O cuidado com os homens do campo

“Sempre desejei ter uma fazenda, eu a consegui, mas sei que ela me foi dada como um empréstimo, as forças espirituais estão me policiando para ver o que eu vou fazer dela. Estou certo de que tenho de cuidar muito bem dos homens que semeiam a terra e cuidam dos alimentos. Quando vamos ao supermercado, não devemos nos esquecer dos homens que trabalham anonimamente e com muito sacrifício para nos dar todo o conforto que desfrutamos”.

Todas as religiões são respeitáveis

“Respeito todas as religiões. Não acredito apenas em nossa filosofia. O padre, por exemplo, dá ótimos conselhos ao casal, fala dos grandes problemas que eles vão ter de enfrentar durante toda a vida. Devemos ter o máximo respeito por todas as religiões porque o propósito delas é o mesmo”.

Do homem-computador ao homem-fraterno

“Os homens não devem se tornar máquinas, nesta época em que o progresso na indústria, na agropecuária, nos meios de comunicação os impele para um grande avanço intelectual. Paralelamente a este desenvolvimento técnico deve haver o progresso espiritual. Nos dias de hoje, no mundo da velocidade, em que agimos, temos de vigiar nossa conduta para que não nos tornemos computadores. É preciso ouvir o que as pessoas têm a dizer. O ser humano é muito importante. As crianças, principalmente, precisam de muito amor. Ainda o amor é a melhor arma para se vencer na vida”.

Valor das coisas simples

“Você se lembra das pessoas que o auxiliaram há muito tempo? Do alfaiate que lhe fez um terno uma vez? Você já se deu conta de que a caixa de uva que você joga fora pode servir para o carpinteiro ou para a casa do pobre que precisa de lenha? Você tem um cobertor, mas já pensou que muita gente não tem nenhum?

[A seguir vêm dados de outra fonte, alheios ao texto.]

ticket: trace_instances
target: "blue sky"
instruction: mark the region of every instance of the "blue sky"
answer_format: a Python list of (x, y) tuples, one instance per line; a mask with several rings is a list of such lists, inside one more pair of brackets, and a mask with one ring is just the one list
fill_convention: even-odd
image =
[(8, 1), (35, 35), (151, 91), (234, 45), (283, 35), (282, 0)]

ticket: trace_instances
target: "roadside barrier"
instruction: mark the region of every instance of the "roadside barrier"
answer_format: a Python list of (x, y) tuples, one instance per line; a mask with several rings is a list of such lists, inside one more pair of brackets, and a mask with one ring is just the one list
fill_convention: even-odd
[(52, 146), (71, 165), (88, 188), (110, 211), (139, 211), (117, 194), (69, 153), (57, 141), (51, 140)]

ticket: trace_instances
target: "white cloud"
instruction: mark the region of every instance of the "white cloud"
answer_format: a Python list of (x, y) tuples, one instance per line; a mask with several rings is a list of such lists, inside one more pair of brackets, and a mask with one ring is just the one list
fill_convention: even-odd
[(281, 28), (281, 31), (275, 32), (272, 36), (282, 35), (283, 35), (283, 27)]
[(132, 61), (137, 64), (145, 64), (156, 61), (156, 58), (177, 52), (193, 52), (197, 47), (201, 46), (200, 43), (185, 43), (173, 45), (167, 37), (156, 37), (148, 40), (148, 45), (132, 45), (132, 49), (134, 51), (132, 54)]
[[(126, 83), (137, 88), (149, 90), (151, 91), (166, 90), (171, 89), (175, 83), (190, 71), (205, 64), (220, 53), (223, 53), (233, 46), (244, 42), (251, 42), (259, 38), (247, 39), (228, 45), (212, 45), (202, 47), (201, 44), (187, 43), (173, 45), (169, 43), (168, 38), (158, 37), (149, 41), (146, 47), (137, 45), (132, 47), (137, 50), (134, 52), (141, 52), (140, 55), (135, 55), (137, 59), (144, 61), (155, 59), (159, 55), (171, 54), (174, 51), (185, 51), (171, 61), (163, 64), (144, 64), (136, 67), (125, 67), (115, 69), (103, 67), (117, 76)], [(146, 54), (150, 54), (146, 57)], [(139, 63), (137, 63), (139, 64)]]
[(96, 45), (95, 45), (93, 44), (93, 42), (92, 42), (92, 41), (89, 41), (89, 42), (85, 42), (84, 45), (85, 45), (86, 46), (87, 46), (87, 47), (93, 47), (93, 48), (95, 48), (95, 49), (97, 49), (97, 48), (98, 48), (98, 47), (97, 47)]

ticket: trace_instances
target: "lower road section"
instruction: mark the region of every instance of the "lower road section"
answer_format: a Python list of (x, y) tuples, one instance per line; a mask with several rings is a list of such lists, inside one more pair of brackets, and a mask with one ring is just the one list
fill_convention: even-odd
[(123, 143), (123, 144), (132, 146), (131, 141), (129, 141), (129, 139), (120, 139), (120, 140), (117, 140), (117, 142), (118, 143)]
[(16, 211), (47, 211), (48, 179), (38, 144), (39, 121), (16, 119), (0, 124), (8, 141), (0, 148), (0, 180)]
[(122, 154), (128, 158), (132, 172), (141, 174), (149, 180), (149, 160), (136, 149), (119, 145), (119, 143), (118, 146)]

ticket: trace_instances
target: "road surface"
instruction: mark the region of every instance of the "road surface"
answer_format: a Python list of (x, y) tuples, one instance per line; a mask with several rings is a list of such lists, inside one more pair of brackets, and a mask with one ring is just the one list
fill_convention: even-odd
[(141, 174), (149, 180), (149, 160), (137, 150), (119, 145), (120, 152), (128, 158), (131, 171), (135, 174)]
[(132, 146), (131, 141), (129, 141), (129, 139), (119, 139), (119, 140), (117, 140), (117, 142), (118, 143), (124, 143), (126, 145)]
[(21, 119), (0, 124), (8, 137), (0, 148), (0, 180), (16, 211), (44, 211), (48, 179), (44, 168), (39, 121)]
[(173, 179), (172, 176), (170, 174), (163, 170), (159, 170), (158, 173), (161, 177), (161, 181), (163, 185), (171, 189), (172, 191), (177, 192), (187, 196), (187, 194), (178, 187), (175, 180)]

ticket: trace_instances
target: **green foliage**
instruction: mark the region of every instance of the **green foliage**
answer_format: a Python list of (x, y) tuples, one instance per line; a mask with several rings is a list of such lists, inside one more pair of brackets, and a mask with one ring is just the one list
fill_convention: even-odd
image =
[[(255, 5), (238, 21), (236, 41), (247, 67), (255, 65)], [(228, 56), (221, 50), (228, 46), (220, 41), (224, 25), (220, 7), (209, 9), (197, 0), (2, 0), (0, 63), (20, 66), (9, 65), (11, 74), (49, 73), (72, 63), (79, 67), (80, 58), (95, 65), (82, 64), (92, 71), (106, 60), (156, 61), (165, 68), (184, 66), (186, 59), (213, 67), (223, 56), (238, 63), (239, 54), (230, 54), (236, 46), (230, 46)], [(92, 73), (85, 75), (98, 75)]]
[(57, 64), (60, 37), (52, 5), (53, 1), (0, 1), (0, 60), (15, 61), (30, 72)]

O equilíbrio na vida é muito importante: você não pode se alimentar somente com a parte espiritual, mas com a força da alma você pode comer apenas o necessário para viver”.

Reencarnação

Golias, você acredita que vivemos muitas vidas?

“Acredito que a nossa permanência na Terra pode ser feita em muitas prestações. A minha missão é fazer as pessoas sorrirem. Estou cumprindo esta tarefa da melhor forma possível, procurando executá-la com bastante honestidade, e muito respeito”.

Dicionário dos problemas quotidianos

Você teria algum depoimento a fazer sobre os livros recebidas por Chico Xavier?

“Esses livros são sensacionais. A gente aprende muitas coisas com eles. Os espiritualistas sabem, por exemplo, que até em uma batida na rua existe um serviço de assistência médica espiritual funcionando ali, e eu acredito nisso. Gostaria de destacar dois livros principalmente: Agenda cristã, do André Luiz, e Sinal verde, este último eu chamaria de dicionário dos problemas quotidianos, acho-o muito importante”. Despedimo-nos de Lúcia e Golias. Ele agora sorria, amplamente. Espero tê-lo fixado para você sob outro ângulo, aquele que você não vê comumente: o sério, filósofo, o amigo leal, Ronald Golias.